Exemple de souvenir coté dans la catégorie relation :

« Le 30 novembre 2006, 12h05 à la maternité, (après l’accouchement). Les sages-femmes me présentent mon bébé de 3.5 kg « arrivé » depuis quelques minutes. La mère est couchée, les sages-femmes et infirmières me regardent souriantes pendant que je prends le petit dans mes bras, et que mes yeux s’humidifient pour faire couler une larme. Puis la sage-femme me montre comment tenir Salem (c’est son nom) pour lui donner son premier bain. Je le plonge dans l’eau tiède et il s’apaise immédiatement… »

Intégration

L’intégration du souvenir se réfère à ce que le souvenir a pu enseigner à la personne. Notre cotation sépare les souvenirs intégrés des souvenirs non-intégrés. Les souvenirs intégrés comprennent un recul par rapport aux événements, des généralisations et une description de la signification du souvenir pour l’individu. L’intégration permet de comprendre en quoi le souvenir est important pour l’individu et quelles leçons de vie ou quels sentiments il en a tiré.
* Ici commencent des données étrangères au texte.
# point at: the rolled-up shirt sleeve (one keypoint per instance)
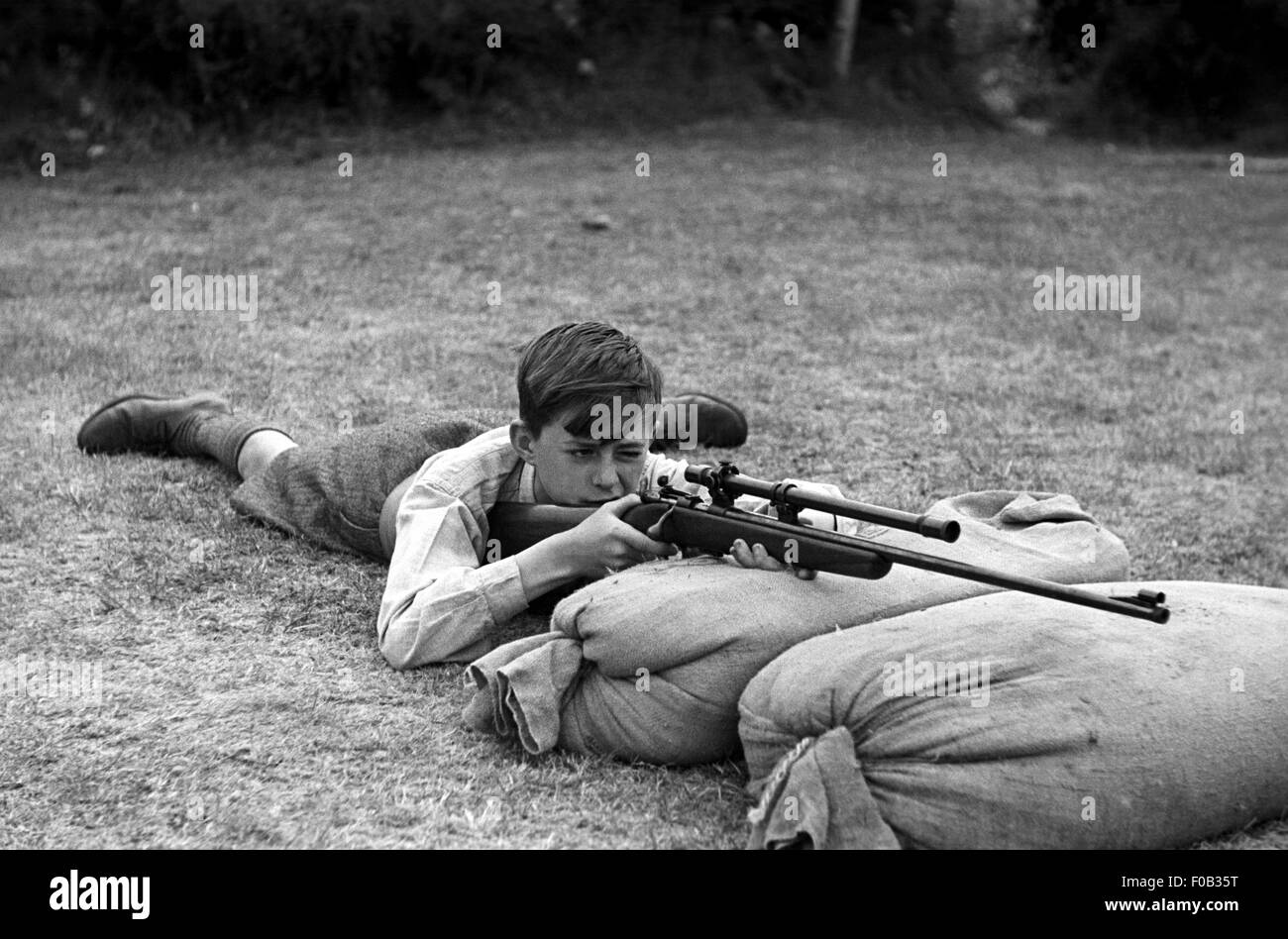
(441, 601)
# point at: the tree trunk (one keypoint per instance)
(842, 38)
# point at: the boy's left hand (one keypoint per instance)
(756, 557)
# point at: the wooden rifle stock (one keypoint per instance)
(692, 524)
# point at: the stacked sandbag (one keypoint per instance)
(1018, 721)
(649, 664)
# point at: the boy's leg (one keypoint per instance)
(330, 493)
(259, 450)
(198, 425)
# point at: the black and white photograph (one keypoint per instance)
(691, 424)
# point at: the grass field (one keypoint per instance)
(245, 699)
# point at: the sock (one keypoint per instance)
(220, 436)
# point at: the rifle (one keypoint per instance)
(692, 523)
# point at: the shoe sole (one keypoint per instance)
(108, 406)
(729, 404)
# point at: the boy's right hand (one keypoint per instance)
(605, 541)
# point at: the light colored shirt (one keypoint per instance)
(442, 601)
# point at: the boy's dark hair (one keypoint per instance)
(576, 365)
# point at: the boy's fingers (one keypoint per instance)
(644, 545)
(656, 528)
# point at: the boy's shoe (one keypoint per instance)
(145, 423)
(719, 423)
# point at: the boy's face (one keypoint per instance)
(581, 470)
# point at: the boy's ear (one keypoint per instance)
(522, 440)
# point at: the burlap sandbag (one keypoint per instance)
(649, 664)
(1087, 730)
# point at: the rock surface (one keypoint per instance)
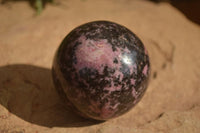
(29, 102)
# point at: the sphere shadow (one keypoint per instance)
(28, 92)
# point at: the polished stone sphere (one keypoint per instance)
(101, 70)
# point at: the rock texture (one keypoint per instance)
(29, 102)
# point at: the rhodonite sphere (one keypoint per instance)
(101, 70)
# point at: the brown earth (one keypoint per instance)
(29, 102)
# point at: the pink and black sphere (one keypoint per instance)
(101, 69)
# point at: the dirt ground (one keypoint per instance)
(29, 102)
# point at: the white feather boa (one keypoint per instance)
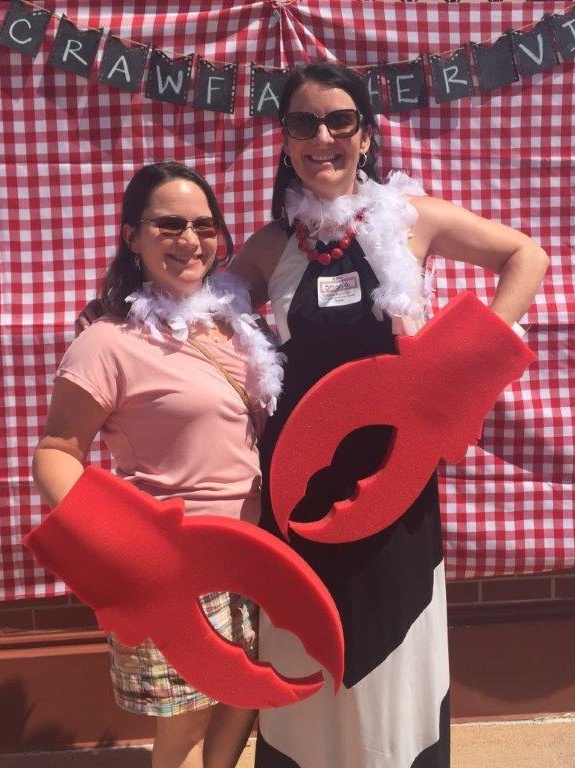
(383, 231)
(225, 298)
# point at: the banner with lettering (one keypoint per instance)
(475, 99)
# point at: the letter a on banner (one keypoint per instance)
(451, 76)
(74, 50)
(122, 66)
(372, 79)
(216, 87)
(266, 88)
(23, 29)
(169, 80)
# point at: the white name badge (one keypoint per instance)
(339, 290)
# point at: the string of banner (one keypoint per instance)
(516, 54)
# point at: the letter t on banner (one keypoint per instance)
(23, 30)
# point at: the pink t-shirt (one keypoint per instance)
(176, 426)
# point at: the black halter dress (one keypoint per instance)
(393, 709)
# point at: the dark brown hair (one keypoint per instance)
(123, 276)
(334, 76)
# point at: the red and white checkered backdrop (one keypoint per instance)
(69, 145)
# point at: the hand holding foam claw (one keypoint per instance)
(436, 392)
(140, 564)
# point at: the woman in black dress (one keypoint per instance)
(343, 266)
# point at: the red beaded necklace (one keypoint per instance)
(325, 257)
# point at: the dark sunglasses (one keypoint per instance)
(174, 226)
(341, 123)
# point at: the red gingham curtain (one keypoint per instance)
(68, 146)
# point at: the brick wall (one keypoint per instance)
(513, 596)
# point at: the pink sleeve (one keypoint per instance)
(93, 363)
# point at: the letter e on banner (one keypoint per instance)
(406, 85)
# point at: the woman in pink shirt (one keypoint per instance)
(177, 378)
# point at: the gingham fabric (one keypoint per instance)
(68, 146)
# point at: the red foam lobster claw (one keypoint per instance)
(141, 565)
(435, 392)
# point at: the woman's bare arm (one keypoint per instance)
(74, 420)
(456, 233)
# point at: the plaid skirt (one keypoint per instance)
(145, 683)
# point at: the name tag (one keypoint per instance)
(338, 291)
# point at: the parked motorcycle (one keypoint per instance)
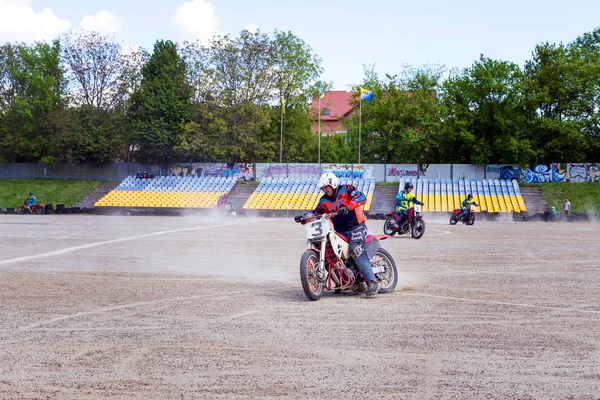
(37, 208)
(414, 223)
(327, 265)
(468, 218)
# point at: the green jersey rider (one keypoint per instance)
(404, 200)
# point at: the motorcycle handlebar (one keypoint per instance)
(310, 216)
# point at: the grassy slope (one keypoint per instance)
(584, 197)
(68, 192)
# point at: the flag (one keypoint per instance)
(366, 95)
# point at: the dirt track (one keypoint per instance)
(167, 307)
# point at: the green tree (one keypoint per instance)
(161, 106)
(483, 116)
(32, 85)
(400, 124)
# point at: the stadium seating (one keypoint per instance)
(299, 193)
(168, 192)
(445, 195)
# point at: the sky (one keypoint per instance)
(347, 35)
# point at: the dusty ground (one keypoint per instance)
(173, 307)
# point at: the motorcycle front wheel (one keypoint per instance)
(388, 279)
(453, 219)
(311, 284)
(388, 226)
(418, 229)
(471, 219)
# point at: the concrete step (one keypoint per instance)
(91, 198)
(240, 194)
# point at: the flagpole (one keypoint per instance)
(281, 135)
(359, 124)
(319, 128)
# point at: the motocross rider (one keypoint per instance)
(403, 203)
(466, 204)
(31, 201)
(350, 222)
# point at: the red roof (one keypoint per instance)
(337, 103)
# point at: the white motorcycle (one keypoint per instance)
(327, 265)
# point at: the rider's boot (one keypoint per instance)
(372, 288)
(362, 287)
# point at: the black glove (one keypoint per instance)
(343, 210)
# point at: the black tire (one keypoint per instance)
(388, 226)
(471, 219)
(418, 229)
(389, 278)
(313, 288)
(453, 219)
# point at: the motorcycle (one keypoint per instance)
(468, 218)
(327, 265)
(37, 208)
(413, 223)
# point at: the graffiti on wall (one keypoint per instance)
(584, 172)
(559, 173)
(398, 171)
(508, 172)
(239, 170)
(271, 171)
(537, 173)
(352, 171)
(305, 170)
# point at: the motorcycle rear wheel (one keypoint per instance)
(388, 279)
(388, 226)
(312, 286)
(453, 219)
(418, 229)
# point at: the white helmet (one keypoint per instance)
(328, 179)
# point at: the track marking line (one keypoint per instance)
(91, 245)
(505, 303)
(130, 305)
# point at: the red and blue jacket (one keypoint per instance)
(345, 196)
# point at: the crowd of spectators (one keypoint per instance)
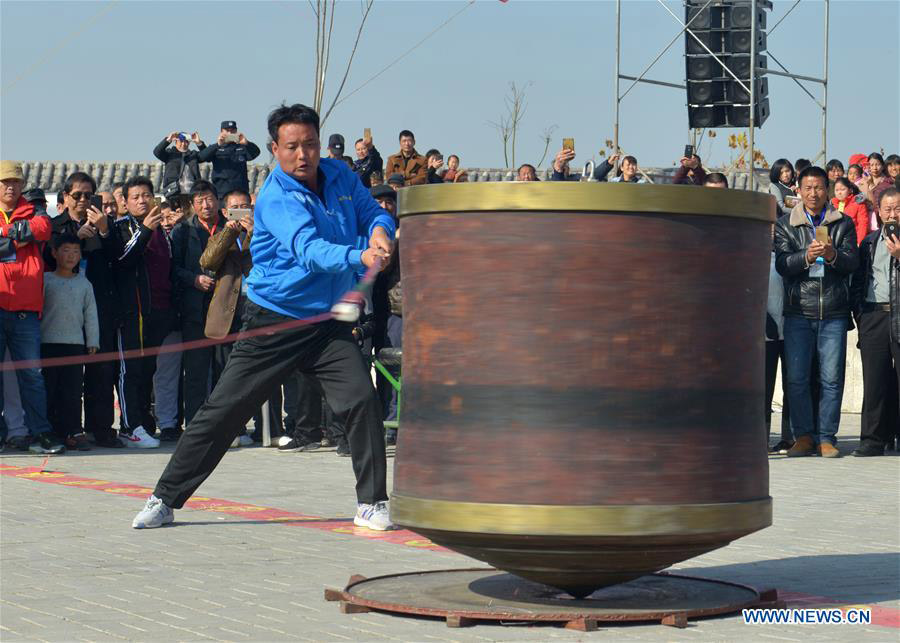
(123, 271)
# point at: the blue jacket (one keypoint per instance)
(305, 253)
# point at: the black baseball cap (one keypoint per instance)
(383, 191)
(35, 195)
(336, 143)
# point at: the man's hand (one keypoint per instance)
(893, 245)
(817, 249)
(204, 283)
(380, 241)
(153, 218)
(371, 255)
(97, 219)
(86, 231)
(562, 159)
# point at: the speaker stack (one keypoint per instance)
(725, 28)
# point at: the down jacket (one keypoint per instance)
(812, 297)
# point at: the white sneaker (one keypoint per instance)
(139, 439)
(375, 516)
(155, 513)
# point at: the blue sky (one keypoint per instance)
(109, 86)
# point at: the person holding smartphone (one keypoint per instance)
(84, 217)
(182, 168)
(368, 160)
(229, 155)
(876, 308)
(690, 170)
(815, 253)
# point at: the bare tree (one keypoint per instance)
(505, 132)
(508, 125)
(547, 136)
(324, 11)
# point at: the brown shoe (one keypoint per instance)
(802, 447)
(827, 450)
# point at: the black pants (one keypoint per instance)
(308, 409)
(276, 424)
(100, 380)
(881, 370)
(129, 337)
(63, 384)
(157, 325)
(202, 368)
(256, 366)
(775, 352)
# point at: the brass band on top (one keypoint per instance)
(580, 520)
(572, 196)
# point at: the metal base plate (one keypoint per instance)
(465, 596)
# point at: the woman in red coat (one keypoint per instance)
(845, 200)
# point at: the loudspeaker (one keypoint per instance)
(712, 39)
(737, 94)
(701, 17)
(739, 115)
(740, 16)
(707, 116)
(741, 66)
(706, 91)
(725, 29)
(703, 68)
(738, 42)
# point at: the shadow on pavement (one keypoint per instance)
(854, 578)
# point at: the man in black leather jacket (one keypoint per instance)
(816, 309)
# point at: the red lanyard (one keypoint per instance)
(211, 232)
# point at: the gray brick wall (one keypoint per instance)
(50, 175)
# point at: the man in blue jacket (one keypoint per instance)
(308, 218)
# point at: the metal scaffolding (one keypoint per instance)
(751, 90)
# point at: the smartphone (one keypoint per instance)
(236, 214)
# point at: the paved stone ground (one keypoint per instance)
(73, 569)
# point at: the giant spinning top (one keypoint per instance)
(583, 375)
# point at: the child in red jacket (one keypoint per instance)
(22, 301)
(847, 202)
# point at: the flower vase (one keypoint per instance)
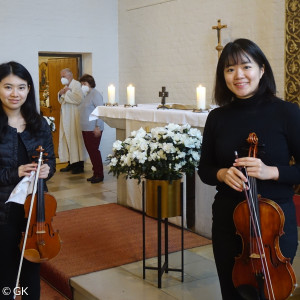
(170, 198)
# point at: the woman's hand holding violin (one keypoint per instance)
(257, 169)
(234, 178)
(44, 171)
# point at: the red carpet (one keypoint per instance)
(105, 236)
(297, 204)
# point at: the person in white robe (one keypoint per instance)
(71, 147)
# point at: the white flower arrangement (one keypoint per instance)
(51, 122)
(164, 154)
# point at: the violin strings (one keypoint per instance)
(256, 228)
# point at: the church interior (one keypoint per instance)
(150, 44)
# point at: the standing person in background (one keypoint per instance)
(91, 130)
(245, 90)
(22, 130)
(70, 148)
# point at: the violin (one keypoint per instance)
(261, 271)
(42, 243)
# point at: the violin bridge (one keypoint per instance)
(256, 255)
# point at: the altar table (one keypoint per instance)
(127, 119)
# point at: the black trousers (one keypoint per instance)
(10, 235)
(227, 245)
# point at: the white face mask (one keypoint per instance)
(85, 89)
(64, 81)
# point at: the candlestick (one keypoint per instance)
(111, 94)
(201, 97)
(130, 95)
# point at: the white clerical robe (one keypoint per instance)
(71, 146)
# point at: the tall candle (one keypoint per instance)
(130, 95)
(201, 97)
(111, 94)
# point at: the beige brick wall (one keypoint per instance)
(171, 43)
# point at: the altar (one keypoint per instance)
(127, 119)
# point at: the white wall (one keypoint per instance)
(73, 26)
(171, 43)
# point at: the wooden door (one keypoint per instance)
(55, 65)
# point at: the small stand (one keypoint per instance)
(129, 105)
(165, 267)
(111, 104)
(163, 94)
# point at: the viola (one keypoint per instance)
(42, 242)
(261, 271)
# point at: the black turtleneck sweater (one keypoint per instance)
(277, 126)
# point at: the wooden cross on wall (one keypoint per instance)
(219, 27)
(163, 94)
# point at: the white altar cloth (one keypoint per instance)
(127, 119)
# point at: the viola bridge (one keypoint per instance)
(256, 255)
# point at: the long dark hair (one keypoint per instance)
(232, 53)
(29, 108)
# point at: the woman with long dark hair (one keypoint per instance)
(22, 130)
(245, 91)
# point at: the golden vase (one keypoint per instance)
(170, 198)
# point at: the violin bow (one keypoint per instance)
(29, 216)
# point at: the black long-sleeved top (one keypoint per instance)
(277, 126)
(9, 159)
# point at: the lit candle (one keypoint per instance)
(130, 95)
(201, 95)
(111, 94)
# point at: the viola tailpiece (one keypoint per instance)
(261, 271)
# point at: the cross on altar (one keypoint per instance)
(163, 94)
(219, 27)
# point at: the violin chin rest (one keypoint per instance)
(248, 292)
(32, 255)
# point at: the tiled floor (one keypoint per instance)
(126, 282)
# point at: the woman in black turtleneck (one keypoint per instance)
(245, 91)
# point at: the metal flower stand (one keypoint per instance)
(162, 268)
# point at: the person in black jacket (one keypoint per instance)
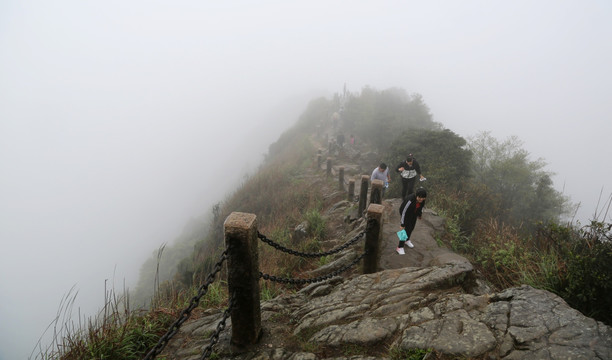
(409, 169)
(410, 210)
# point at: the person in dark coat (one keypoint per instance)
(409, 169)
(410, 209)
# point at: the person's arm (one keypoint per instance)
(417, 167)
(404, 207)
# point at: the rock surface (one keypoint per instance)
(433, 307)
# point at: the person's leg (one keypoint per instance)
(410, 185)
(404, 187)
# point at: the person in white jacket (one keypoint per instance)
(381, 173)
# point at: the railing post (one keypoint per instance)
(373, 237)
(351, 196)
(363, 194)
(243, 277)
(376, 192)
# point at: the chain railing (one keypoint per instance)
(174, 328)
(280, 247)
(312, 280)
(314, 255)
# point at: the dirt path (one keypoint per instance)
(426, 250)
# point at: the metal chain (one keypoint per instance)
(220, 327)
(278, 246)
(163, 341)
(312, 280)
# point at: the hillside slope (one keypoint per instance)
(429, 301)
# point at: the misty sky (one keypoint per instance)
(120, 120)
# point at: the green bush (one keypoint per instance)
(588, 280)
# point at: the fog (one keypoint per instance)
(119, 121)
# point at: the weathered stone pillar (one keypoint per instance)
(243, 277)
(373, 239)
(363, 194)
(376, 192)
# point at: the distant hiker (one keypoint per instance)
(410, 210)
(340, 140)
(381, 173)
(408, 170)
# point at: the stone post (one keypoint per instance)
(363, 194)
(376, 192)
(373, 239)
(243, 277)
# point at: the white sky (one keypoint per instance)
(120, 120)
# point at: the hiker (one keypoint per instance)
(340, 140)
(381, 173)
(409, 169)
(410, 210)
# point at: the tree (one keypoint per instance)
(524, 187)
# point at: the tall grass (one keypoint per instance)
(117, 332)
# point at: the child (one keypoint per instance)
(410, 210)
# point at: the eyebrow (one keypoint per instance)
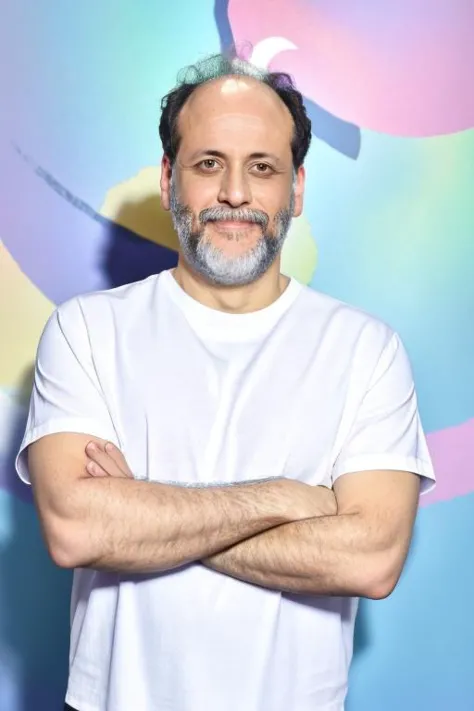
(252, 156)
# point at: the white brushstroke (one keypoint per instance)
(267, 49)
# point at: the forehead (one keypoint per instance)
(235, 113)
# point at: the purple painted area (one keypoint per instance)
(452, 451)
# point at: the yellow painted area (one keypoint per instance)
(135, 204)
(24, 311)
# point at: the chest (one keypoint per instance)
(190, 413)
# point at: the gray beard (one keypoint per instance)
(210, 261)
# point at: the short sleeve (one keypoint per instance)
(66, 394)
(387, 431)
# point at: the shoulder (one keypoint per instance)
(344, 325)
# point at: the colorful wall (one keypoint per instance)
(388, 225)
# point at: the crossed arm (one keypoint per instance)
(281, 534)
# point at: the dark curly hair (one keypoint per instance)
(216, 66)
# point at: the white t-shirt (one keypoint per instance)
(308, 388)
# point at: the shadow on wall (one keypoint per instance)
(34, 606)
(34, 593)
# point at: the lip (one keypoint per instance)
(232, 224)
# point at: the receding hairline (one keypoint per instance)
(241, 79)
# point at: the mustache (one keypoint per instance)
(241, 214)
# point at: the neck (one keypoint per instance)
(238, 299)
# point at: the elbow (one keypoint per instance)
(380, 578)
(379, 589)
(66, 545)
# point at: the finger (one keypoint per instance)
(115, 453)
(98, 455)
(95, 470)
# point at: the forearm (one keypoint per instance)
(129, 525)
(330, 555)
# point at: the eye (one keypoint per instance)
(263, 168)
(208, 164)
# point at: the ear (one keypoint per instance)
(299, 191)
(165, 182)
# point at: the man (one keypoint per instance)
(227, 458)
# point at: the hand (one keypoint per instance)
(105, 459)
(306, 501)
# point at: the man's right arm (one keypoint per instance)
(137, 526)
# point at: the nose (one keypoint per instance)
(234, 189)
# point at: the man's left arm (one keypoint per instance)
(361, 550)
(358, 552)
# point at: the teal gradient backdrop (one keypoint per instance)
(388, 225)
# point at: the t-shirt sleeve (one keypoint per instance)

En revanche, les souvenirs non-intégrés n’expliquent pas la signification de l’événement dans la vie de l’individu. Ils peuvent, tout de même, contenir des émotions ainsi que des constatations relatives à l’impact de l’événement ou à la personnalité de l’individu.

Exemple d’intégration :

« Il y a un peu moins de douze ans, j’ai pris l’avion pour une région lointaine, dans le but de m’établir à l’étranger et d’y faire carrière. Ce voyage revêtait une grande importance car c’était l’aboutissement d’un projet longuement réfléchi et planifié. Et pourtant dans cet avion, la tristesse l’emportait sur la satisfaction, car ce déménagement impliquait d’aller vivre très loin de ma compagne, laquelle allait devenir mon épouse trois ans plus tard. Au cours de ce voyage, je commençais à réaliser que j’allais probablement sacrifier ce projet d’établissement à l’étranger, afin de préserver ma vie de couple, laquelle importait beaucoup plus à mes yeux. Ce renoncement à un projet personnel pour des motifs liés aux sentiments et au couple a constitué une étape importante dans mon parcours de vie et dans la construction de mon identité.

Tension

Enfin, la dernière dimension se réfère à la tension qui est définie par la présence d’un conflit ou d’une préoccupation pour l’un des personnages de l’événement. Cette dimension analysée est de valence négative et n’est pas forcément liée au contenu du souvenir.

Exemple de tension :

Carole était la sœur de Sandra, mon amie pendant 10 ans. Elle était un peu ma petite sœur aussi. Carole était très malade depuis l’enfance et un jour elle est partie. Je me souviens.

J’étais à Carouge en tournage. C’était avant Noël. Sandra m’a appelé pour me dire que Carole était partie. Je suis allé à l’hôpital. C’était tellement triste. En même temps, je me disais que c’était aussi une délivrance pour elle. Je me rappelle ensuite avoir été perturbé, agressif. Je regrettais beaucoup de choses. Et puis Carole manquait. Aujourd’hui je pense souvent à ce moment. À elle. Elle a accompagné une grande partie de ma vie. Elle m’accompagne toujours aujourd’hui. Et puis la période qui précède Noël est toujours liée à une grande tristesse.

Délai

Le participant mentionne également en bas de page le nombre d’années et de mois écoulés depuis l’événement vécu. Ces données se réfèrent aux nombre d’années écoulées entre le vécu de l’événement et son rappel. C’est en quelque sorte l’ « âge » du souvenir.